È certamente molto diverso da quello che aveva, ad esempio, la mia generazione. Sono cambiate tante cose, a cominciare dai supporti e dall’avvento dell’interazione/fusione fra produttore e fruitore (da cui nasce il produser). Ma personalmente rifuggo dal diffuso catastrofismo, che vede solo i lati negativi. Per tornare all’immagine della domanda precedente, oggi si nuota in un “mare mediatico” diverso, più complicato e per molti versi più agitato, rispetto al passato. Bisogna quindi imparare a nuotare in modo diverso. Ma alla fine quel che conta è sempre la stessa cosa: rimanere a galla e arrivare dove si vuole arrivare. Nel nostro caso ad acquisire informazioni attendibili e utili per fare le proprie scelte. Non è un problema di oggi, c’era già ieri. E ieri l’altro. La storia ci fornisce molti esempi su cui riflettere, anche in relazione alle situazioni di oggi.

 

Se c’è qualcosa di equo, quello è il caos. Lo disse Joker, interpretato da Heath Ledger ne Il cavaliere oscuro, film del 2008 diretto da Christopher Nolan e basato sulle vicende del supereroe Batman e del suo antagonista. Che cosa le suggerisce questa citazione ?
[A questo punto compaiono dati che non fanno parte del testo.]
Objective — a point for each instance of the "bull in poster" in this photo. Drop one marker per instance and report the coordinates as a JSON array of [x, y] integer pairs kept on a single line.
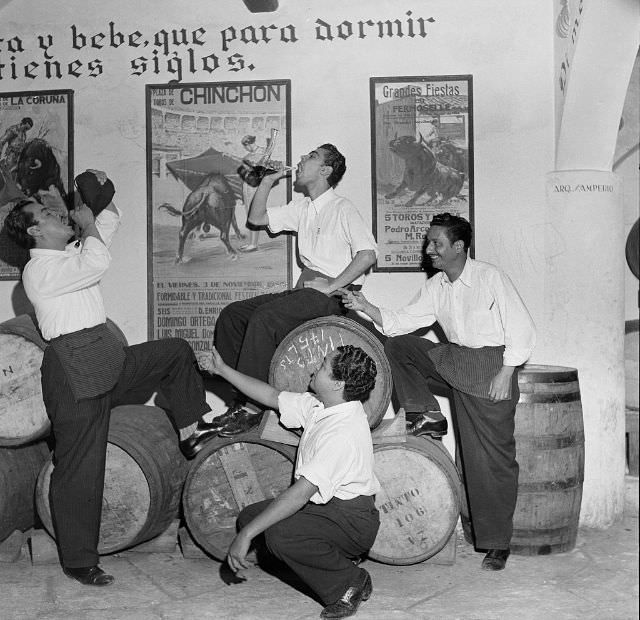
[[201, 141], [36, 152], [422, 161]]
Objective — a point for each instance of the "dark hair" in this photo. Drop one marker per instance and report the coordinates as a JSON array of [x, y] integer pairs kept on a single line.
[[334, 158], [18, 222], [457, 228], [358, 371]]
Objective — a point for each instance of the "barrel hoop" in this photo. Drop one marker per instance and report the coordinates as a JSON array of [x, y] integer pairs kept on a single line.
[[549, 397], [575, 482], [551, 442], [558, 376], [552, 532]]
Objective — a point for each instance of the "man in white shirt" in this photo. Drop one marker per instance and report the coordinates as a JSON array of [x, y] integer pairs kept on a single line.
[[336, 249], [328, 517], [490, 334], [86, 370]]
L’idea del caos come condizione primigenia è profondamente radicata nella nostra cultura (si pensi solo alle Scritture). Da qui la tentazione di vedere in essa elementi positivi poi andati perduti. Il caso dell’equità è significativo. Come lo è quello di chi vede nel «tutti possono fare tutto, senza regole né limiti» il trionfo finale della libertà e della “vera” democrazia. Nei fatti le cose stanno un po’ diversamente. Il grande disordine è anche e soprattutto la culla dell’abuso e della prevaricazione. Proprio quel che vediamo nel mondo dei media - tra fake news e ritorno della propaganda più rozza e primitiva – dovrebbe spingerci a cercare un nuovo assetto, fondato su nuovi equilibri, che sappia dare nuove risposte agli interrogativi di oggi.

Dirlo può sembrare banale, ma alla fine si tratta pur sempre di cogliere nei nuovi problemi delle nuove opportunità, piuttosto che un richiamo regressivo al caos primordiale. Dobbiamo saper trovare risposte nuove, all’insegna del coraggio e del cambiamento creativo. Il che – tra l’altro - è l’esatto contrario di una certa visione dell’equità, che tende in realtà ad un appiattimento mortificante, triste e incolore.